无处着陆：尹秀珍个展 Nowhere to Land – Yin Xiuzhen
2013.07.20–2013.09.28 佩斯北京| Pace Beijing
Pace Beijing, 798 Art District, Beijing
20 July – 28 September, 2013
— 文/ 李蔼德 (Edward Sanderson), 译/ 吴玉笛
The first works encountered upon entering Yin Xiuzhen’s current solo show at Pace Beijing are a series of paintings representing bursts of fireworks against a dark sky (Fireworks Series, 2012–2013). Each canvas is shaped as a geometric form, a hexagon, dodecahedron, etc. the deep edges of which are each coated in thick grey paint, building up in a ridge along the front surface of each piece.
It is perhaps significant that paintings serve as the introduction to this show, as Yin is better known for her installations incorporating elements made from stitched-together clothing. Turning the corner into a darkened room, a large structure shaped like a cut diamond sits on the floor (Black Hole 2010). The facets of the diamond are made from panels of black t-shirts, with the logos and symbols applied to the original items positioned centrally on each facet. These also have small gaps between them, through which light from an LED array inside the structure glows in ever-changing colours.
The forms Yin creates with the clothing retain their connection with the human body and hold the promise of some kind of narrative element through that connection. However, it must be said that at times the artist sets up unsubtle conjunctions between the perceived softness of the fabrics (which can be read as a feature of biological forms) and the hardness of another material. In Life-Raft (2013), a set of seat-like forms covered in yellow clothing elements, is supported by a structure of metal tubes. From the base of this piece multiple car exhaust pipes poke out, their highly polished chrome metal appears like jet propulsion system for this “raft.” A similar conjunction occurs to better effect in Nowhere to Land (2013), in which a full-size aircraft undercarriage is placed upside down on the gallery floor.
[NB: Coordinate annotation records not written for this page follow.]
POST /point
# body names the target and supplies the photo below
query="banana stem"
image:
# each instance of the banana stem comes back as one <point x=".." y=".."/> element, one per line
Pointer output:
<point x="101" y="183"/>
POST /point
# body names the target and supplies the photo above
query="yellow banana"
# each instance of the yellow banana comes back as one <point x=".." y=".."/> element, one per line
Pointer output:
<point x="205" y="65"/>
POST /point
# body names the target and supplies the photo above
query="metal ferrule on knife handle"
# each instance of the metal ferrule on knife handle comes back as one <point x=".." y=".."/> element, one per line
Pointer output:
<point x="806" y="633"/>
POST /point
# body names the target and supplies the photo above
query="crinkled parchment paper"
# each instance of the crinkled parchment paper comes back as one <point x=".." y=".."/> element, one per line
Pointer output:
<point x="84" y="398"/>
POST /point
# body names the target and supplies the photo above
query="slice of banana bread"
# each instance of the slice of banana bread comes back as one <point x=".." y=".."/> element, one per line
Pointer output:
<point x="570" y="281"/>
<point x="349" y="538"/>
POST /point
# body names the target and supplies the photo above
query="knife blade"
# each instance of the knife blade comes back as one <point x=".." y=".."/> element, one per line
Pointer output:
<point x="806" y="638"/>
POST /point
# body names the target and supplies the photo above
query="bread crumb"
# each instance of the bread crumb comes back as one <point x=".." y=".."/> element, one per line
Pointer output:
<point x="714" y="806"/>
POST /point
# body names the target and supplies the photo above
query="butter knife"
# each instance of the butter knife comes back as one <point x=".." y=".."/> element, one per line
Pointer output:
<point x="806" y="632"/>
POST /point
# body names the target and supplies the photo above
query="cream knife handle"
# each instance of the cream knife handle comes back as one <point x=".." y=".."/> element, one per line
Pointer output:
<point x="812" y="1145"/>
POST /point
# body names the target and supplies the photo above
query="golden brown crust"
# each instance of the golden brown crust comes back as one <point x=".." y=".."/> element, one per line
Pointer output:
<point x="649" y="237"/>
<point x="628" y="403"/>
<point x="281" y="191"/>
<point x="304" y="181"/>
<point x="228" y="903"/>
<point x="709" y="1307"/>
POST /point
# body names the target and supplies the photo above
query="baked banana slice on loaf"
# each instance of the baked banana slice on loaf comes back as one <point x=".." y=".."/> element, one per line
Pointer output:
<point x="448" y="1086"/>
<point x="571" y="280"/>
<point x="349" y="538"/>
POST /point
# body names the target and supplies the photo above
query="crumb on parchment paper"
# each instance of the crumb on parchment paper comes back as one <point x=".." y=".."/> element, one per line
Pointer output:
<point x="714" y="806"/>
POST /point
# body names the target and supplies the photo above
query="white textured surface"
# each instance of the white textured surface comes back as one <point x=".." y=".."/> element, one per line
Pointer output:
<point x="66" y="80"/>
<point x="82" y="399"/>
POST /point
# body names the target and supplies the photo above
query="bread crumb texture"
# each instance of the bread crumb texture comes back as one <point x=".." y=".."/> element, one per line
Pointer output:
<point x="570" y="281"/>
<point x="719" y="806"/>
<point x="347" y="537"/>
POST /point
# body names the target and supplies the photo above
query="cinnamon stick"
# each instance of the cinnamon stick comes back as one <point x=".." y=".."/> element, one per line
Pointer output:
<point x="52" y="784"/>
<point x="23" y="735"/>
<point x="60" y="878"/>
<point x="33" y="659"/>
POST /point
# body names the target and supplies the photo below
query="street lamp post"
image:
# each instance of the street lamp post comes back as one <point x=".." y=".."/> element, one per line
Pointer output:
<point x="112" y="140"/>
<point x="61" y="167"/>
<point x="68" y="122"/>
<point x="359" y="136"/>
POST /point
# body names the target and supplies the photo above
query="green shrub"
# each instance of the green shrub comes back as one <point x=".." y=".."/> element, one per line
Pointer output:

On closer inspection its enormous wheel is also made from fabric, while the metal structure that supports it consists of pots and pans, in a convincing simulacrum of the original.
Hanging from the high ceiling of the gallery is the most poignant piece, Lonely Series (2010). A long tube of beige fabric, interspersed with protuberances made by gathering the material up into shapes resembling octopus suckers, stretches down. At the end of this, a single child’s shoe is attached, such that only its toe gently touches the ground. As the piece moves in the air currents in the gallery, this shoe traces lines in a dusting of sand on the floor beneath it. This piece in particular sees Yin Xiuzhen successfully marrying a subtlety of purpose with the poetically charged signature materials and forms.